What’s the hottest ski destination this winter? It’s not glitzy Verbier, glamorous Chamonix, or even Sochi, the host of the 2014 Winter Olympics. It’s in a country you probably don’t associate with skiing, if you think about this Balkan location at all. It’s a secret the Brits and the Russians have been trying to keep to themselves. But the secret is out. Bulgaria is the place to go.
In Southwestern Bulgaria, near the Greek and the Macedonian borders, you’ll find Bansko and the Pirin Mountains. It’s an area filled with ancient pine forests and crystal-clear lakes. The old town has timber houses, stone walls, and cobblestone streets. Roman ruins are nearby. But until recently, Bansko was more popular with livestock breeders and traveling merchants than winter sport enthusiasts.

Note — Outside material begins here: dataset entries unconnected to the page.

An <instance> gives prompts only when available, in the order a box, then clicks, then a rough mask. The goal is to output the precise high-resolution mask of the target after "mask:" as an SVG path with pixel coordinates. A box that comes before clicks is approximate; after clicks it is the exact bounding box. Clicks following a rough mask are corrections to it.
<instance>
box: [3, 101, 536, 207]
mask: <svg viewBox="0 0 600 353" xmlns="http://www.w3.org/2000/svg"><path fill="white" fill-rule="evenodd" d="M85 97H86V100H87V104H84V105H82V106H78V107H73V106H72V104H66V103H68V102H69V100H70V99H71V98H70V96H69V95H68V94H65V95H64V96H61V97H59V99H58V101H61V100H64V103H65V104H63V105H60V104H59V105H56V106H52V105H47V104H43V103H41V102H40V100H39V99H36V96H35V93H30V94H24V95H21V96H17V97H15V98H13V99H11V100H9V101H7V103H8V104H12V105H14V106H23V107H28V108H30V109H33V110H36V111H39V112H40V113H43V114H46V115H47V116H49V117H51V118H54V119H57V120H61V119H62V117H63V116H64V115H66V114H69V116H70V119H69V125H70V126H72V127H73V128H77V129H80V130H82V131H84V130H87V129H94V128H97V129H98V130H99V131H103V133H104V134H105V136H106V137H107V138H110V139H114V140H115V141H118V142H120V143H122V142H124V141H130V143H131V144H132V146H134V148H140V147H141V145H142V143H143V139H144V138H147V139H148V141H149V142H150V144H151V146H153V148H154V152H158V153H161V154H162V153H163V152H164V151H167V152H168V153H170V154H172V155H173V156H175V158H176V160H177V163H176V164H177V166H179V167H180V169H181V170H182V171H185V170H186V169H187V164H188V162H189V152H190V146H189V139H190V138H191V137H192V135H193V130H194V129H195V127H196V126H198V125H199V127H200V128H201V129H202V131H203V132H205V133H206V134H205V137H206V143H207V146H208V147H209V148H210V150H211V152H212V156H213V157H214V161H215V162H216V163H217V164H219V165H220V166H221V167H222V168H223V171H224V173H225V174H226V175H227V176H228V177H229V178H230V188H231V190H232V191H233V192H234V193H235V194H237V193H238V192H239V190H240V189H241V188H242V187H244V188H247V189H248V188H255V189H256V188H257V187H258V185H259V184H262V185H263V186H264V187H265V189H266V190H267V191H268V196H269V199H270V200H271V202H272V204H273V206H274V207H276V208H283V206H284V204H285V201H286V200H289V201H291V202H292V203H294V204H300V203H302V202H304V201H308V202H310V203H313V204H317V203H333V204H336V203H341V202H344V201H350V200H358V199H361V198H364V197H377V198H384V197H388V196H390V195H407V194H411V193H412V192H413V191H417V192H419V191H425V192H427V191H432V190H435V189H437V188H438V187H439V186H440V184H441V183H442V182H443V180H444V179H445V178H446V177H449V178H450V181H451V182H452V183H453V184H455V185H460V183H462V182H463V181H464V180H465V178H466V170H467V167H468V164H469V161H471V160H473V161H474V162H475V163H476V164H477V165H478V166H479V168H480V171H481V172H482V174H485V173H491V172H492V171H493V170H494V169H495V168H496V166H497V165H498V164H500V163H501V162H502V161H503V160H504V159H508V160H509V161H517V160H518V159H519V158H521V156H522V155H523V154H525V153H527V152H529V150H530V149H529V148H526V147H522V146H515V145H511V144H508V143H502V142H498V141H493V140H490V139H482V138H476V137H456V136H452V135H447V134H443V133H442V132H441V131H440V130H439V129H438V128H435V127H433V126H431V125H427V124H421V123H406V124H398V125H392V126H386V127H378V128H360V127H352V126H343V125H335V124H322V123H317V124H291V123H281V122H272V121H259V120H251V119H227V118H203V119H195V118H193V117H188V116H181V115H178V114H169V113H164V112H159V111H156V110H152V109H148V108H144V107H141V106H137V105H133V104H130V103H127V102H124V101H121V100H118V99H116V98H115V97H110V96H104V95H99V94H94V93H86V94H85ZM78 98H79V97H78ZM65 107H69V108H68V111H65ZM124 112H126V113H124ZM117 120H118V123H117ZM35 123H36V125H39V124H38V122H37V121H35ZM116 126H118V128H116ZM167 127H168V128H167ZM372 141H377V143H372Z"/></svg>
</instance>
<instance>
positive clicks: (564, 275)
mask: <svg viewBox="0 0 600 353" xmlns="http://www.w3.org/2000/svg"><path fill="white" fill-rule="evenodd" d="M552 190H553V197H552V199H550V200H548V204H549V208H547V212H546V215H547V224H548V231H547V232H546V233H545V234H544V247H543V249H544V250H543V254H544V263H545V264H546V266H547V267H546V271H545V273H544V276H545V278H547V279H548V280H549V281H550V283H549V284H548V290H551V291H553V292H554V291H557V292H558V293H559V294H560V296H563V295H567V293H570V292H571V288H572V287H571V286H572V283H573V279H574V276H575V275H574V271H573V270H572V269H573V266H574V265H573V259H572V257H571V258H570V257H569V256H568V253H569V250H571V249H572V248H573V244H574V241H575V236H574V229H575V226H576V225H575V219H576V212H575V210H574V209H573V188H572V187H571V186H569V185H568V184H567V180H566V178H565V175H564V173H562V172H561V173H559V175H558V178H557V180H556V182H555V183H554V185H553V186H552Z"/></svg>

But now Bansko is the country’s largest ski resort, with more than 40 miles of trails and powder until April. FIS Alpine World Cup events are even held here. Take the gondola up the mountain from Bansko. Todorka peak stands imposingly over the town. Stick to the Shiligarnika and the Plato trails, if you’re a beginner. Move to the Old Piste, the Chalin Valog, and the Todorka trails once you feel more comfortable. And those who ski regularly should head right to the Tomba trail. There’s a half-pipe for snowboarders, slalom and giant slalom runs for racers, and lights so you can keep skiing at night.
When you’re finished for the day, or at least need a break before returning for night skiing, take the shuttle back to your hotel. The Premier Luxury Mountain Resort may not have a very inspired name, but the lodge-style hotel is modern and cozy. Fireplaces warm the common areas, rooms have mountain views, and the spa is the perfect place to relax tired muscles. Get your blood flowing in a Kneipp Walk, loosen up in the hammam, and book a tired legs therapy treatment. You’ll be ready to return to the slopes in no time.
For dinner, you can eat at Amvrosia, the hotel’s fine-dining restaurant, or try a mehana in town for more traditional cuisine. You’ll pass the Glazne River, the high-walled Holy Trinity Church, and people covered in animal furs on your way to Baryakova. The restaurant has timber beams, embroidered tablecloths, and Banski staretz, a type of sausage you must try as an appetizer. The food here is hearty, and the musicians play local folk tunes. After dinner, go ice skating at Ledena Parzelka or watch a punk band at BaseCamp.
You could party the night away at one of the thumping clubs, but you prefer a nightcap at Nectar Bar back at the hotel. That way you’ll beat the crowds to the slopes in the morning, and you’ll have fresh powder all to yourself.